We attack the hill.  Together pushing up the hill,  he stands for a bit but his tires too are slipping despite his lighter weight.  On we press.   He stops for a moment in the 15% section but I push him to help him start and he is off!  After a lung busting final effort we are on top and staring across the purple mountain majesty.  We turn to go back and he pauses a moment but soon is working his way slowly down the road.  We are heading back to camp at what I think is a slow rate but soon that definition will be changed.

At camp I proudly proclaim him to be  "The Man" and my friend's son suddenly is interesting in manning up the pass.  I look at my watch,  it is getting late and we need to be off but I think we have time for one more.  As we leave my other son wants to go (and seeing as the other kid was riding his bike he probably had a right to)  I tell him we'll take him next (one needs to be mindful of the things they commit to).

Arizona Black Rattlesnake

It is not far and my friend's kid is taking a walking break.  He takes a lot of breaks.  During one of our walking breaks we see a large Arizona Black rattlesnake lying straight as a stick in the road.  He is beautiful and just over a yard long.  He has a thick strong body and a very pronounced arrow shaped head.  I think he is dead but you can never tell so I tell the kids to give good clearance on the other side of the road.  As I pass he wags his tongue at me.  Apparently he is not dead but merely disinterested.  It is a nice warm day in the sun down on the ground.  Above though we are starting to get wind.

I am pleased to note that my friend's kid actually climbed a lot more of the last hill than I had thought he would yet I am waiting at the top for them.  Joseph is doing really well considering this is #2!  We see the view,  yada, yada, yada.   I try to get them to ride across the large widely spaced scary cattle guard but they won't.  Then we turn around.
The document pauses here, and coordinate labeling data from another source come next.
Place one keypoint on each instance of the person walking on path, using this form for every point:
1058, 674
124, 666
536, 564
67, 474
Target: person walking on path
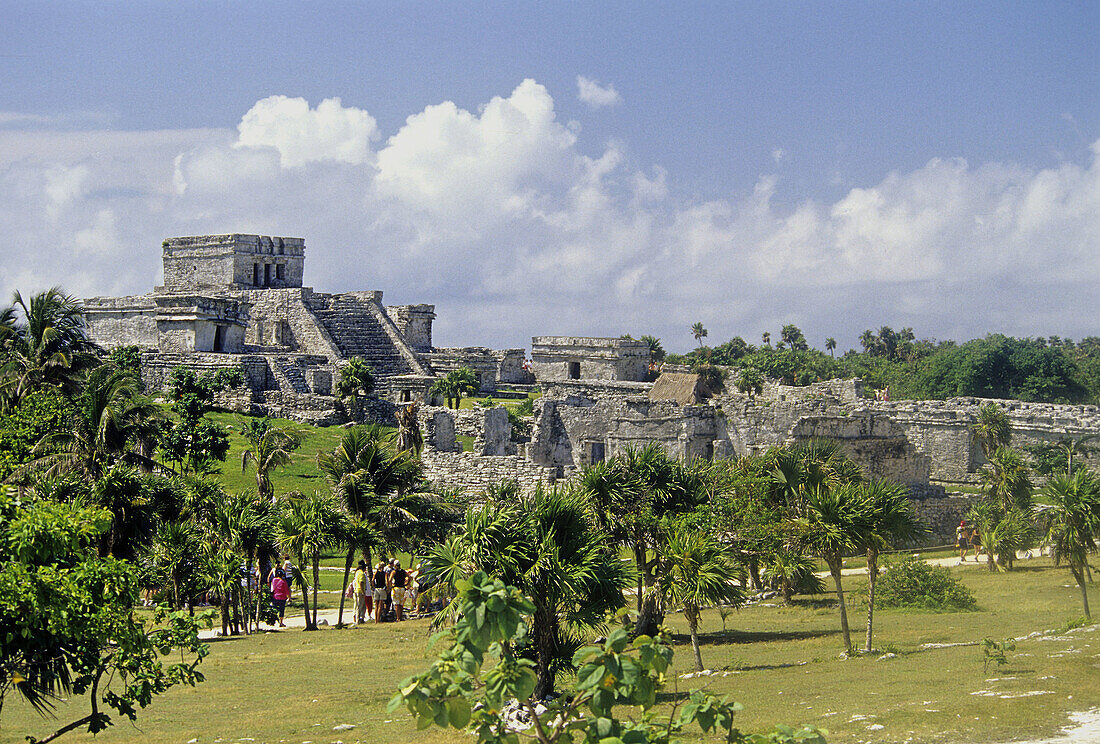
378, 584
399, 578
413, 593
359, 591
281, 592
963, 540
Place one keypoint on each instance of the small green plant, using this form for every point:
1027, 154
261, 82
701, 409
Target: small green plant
996, 651
356, 378
912, 583
480, 673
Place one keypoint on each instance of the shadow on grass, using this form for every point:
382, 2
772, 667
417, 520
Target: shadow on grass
722, 637
223, 638
671, 697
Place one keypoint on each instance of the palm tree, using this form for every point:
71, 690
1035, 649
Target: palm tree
1073, 524
234, 528
869, 341
1007, 480
696, 570
1076, 446
656, 350
749, 381
267, 447
892, 521
1003, 532
700, 332
376, 484
111, 418
810, 466
356, 378
306, 525
174, 546
46, 347
546, 546
836, 522
992, 428
630, 495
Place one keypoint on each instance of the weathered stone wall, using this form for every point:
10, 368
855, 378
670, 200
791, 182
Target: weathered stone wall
121, 321
942, 429
232, 261
472, 473
581, 423
157, 367
282, 319
586, 358
942, 515
876, 442
492, 367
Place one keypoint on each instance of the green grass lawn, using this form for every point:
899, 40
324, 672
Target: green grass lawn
782, 664
301, 474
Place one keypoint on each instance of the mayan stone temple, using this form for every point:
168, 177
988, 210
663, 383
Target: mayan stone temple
238, 301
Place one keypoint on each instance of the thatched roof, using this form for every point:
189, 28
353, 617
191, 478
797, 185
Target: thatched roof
684, 387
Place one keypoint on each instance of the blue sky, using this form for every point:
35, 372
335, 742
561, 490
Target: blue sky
836, 165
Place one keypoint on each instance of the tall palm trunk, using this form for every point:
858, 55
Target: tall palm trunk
872, 577
648, 619
343, 594
310, 622
175, 589
1079, 578
691, 614
224, 612
754, 566
317, 580
546, 639
834, 569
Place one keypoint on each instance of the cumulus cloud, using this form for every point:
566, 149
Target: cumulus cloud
503, 220
590, 91
301, 134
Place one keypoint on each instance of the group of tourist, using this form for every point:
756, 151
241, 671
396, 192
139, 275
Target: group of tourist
378, 595
383, 593
967, 536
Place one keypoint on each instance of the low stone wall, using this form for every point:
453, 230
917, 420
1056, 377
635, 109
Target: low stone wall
471, 472
942, 516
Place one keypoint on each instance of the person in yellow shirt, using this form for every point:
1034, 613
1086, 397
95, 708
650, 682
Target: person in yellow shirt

The kid stares at the hill.   He is contemplating.  He is not used to handbrakes and quite frankly a coaster brake would get you seriously hurt going down this thing.   We try a short stretch but he stops and won't go further.   I loosened the brakes a bit so his fingers could get around them better and I instruct him not to let go of them,  just squeeze and let off a bit when you want to go faster or slower.   We move on and he tenderly inches down the hill.   It is slow going as he drags his toes on the road and clutches the brakes.  We are also careful to watch out for the snake.  We get back to camp eventually without seeing him so he must have wisened up about lying in the road.

My friend says that he is heading out now and I can't leave my daughters alone so my remaining son is dissappointed.  On seeing this and hearing that his daughter wants to try it on my daughter's bike he says he'll stay just a little longer and we are off.  She walks quite a bit too but we work our way up.  There are more cars now so it is good our friend the black snake is gone.  The wind is really blowing now.  My younger son is complaining a bit but he presses forward as I encourage him.  I thought he would have turned back by now (he is AD/HD).  At the final hill my older son tells him you have to attack it and I smile a bit as he hops onto the bike and pedals it most of the way up with a short break on the really steep bit.

My friends daughter has the same reaction to the hill as her brother did when she turns around.  At this point both of my son's are raring to go.  After a bit of encouragement she is carefully descending and we get back but as my son follows me through the woods by our camp he hits a rock and goes over the bars with the bike landing on his face.  Fortunately it's just a scratch on his eyelid and a cut on his arm. 

It's now time to pack up the camper and the bikes and my friend takes off to drive up to the pass and then home.  His two kids no doubt are bragging to the others I am sure as the van's engine whines and moans up to the pass.  They've earned it.   My sons are not bragging as we go down the mountain.  In fact the older one is fast asleep within minutes.  He's earned it.